The Immediate Lifetime Care plan can help if your client is already suffering from physical or mental disability and is either already receiving or about to receive care. For a single premium it aims to pay part or all of the costs of a client’s care for the rest of their life. 

Your client must be aged 60 or over and be receiving care because they need assistance with everyday tasks, or need constant supervision for a condition such as dementia.

Benefits and options

The maximum single premium is £300,000 plus any premium for premium protection benefits. There is no minimum single premium. As long as the individual is receiving care, we pay the long term care benefit immediately. The maximum amount will equal the amount paid for care each month. The minimum benefit is £200 a month.

We can increase the benefits, but we would consider the individual's health before confirming the terms. There are no policy exclusions on the benefits.

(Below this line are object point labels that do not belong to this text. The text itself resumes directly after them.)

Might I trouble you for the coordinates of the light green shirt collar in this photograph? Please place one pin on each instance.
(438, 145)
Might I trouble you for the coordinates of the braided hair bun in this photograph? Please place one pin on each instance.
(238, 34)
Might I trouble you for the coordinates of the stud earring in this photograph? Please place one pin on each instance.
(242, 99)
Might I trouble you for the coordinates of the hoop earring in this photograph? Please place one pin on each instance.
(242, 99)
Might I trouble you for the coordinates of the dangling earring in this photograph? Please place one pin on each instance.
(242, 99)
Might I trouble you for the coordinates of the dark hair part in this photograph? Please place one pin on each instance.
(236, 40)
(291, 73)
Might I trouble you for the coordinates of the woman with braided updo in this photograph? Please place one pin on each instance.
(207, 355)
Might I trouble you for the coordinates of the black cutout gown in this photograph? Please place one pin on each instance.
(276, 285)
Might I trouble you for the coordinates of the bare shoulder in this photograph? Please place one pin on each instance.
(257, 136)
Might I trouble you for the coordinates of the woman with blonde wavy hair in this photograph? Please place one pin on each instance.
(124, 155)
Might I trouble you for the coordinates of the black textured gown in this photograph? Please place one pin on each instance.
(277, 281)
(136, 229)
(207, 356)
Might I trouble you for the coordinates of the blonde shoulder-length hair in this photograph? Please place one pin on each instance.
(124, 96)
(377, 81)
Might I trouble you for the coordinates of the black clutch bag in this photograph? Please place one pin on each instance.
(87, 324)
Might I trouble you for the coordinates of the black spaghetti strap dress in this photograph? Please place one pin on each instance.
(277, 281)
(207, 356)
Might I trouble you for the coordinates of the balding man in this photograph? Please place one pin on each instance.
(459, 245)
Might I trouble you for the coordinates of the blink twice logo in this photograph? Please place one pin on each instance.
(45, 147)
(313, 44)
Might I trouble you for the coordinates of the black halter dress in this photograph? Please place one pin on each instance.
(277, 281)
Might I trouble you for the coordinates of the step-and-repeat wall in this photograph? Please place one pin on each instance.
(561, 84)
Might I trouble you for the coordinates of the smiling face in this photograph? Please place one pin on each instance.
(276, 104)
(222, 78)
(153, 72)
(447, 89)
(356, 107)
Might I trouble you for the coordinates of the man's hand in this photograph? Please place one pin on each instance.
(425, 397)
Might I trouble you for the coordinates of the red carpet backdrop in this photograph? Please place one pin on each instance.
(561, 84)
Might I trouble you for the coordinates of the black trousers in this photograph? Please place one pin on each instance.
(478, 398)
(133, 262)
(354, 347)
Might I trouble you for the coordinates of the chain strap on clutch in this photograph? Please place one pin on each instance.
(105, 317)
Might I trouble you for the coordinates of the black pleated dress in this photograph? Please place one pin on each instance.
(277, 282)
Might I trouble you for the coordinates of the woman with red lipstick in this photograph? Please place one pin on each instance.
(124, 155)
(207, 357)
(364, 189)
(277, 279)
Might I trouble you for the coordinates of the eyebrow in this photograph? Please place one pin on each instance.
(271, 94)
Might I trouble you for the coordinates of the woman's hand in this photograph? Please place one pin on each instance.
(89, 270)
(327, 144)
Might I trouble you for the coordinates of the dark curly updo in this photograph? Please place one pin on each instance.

Inflation protection for the benefits

Your client can choose from different options before the plan starts. The care benefits can have:

  • yearly increases at a fixed rate between 3% and 10% in increments of 1% compound each year, or
  • yearly increases in line with the Retail Prices Index, or
  • yearly increases of 2% more than the increase in the Retail Prices Index

Your client can also choose which month of the year the annual increases will take place, to fit in with any arrangements already in place with care providers. The increased rate applies for the full month in which the benefit goes up. We will make the increased payments automatically. Your client can also choose a level benefit plan.

Premium protection benefit options

Your client can select an optional premium protection benefit. There are two different term assurance arrangements: one for the long term and one for the short term. The benefit is from a separate term assurance plan which has no cash in value. No payment will be due if the client is alive at the end of the term.

Option 1: Long term premium protection Option 2: Short term premium protection
  • Clients can choose to cover 25%, 50% or 75% of the total single premium paid.
  • The amount paid when the client dies will be the amount covered minus an amount equal to the number of complete months since the plan’s start, multiplied by the initial full monthly payment.
  • Once monthly payments made by us exceed the protected percentage chosen, the term of the life assurance will end.
  • Once the term ends, when they die their estate will not be entitled to any payment.
  • Clients can choose to cover 25%, 50% or 75% of the total single premium paid but only for a limited period after the start of the plan.
  • They can choose to protect the selected percentage of the premium for a period of three to six months from the plan’s start.
  • They can select a combination of periods and percentages. For example, they can protect 50% for the first three months, reducing to 25% for months four to six.
  • The amount paid when the client dies will be the amount covered minus an amount equal to the number of complete months since the plan’s start, multiplied by the initial full monthly payment.
  • Once the chosen period ends, the term of the life assurance finishes.
  • Once the term ends, when they die their estate will not be entitled to any payment.

Payment options and legal representation

Payment is by single premium only. If your client is unable to handle their own affairs, a legal representative can act on their behalf.

Like any financial product, there are benefits and risks involved – please consider them all before recommending our Lifetime Care Plans to your clients.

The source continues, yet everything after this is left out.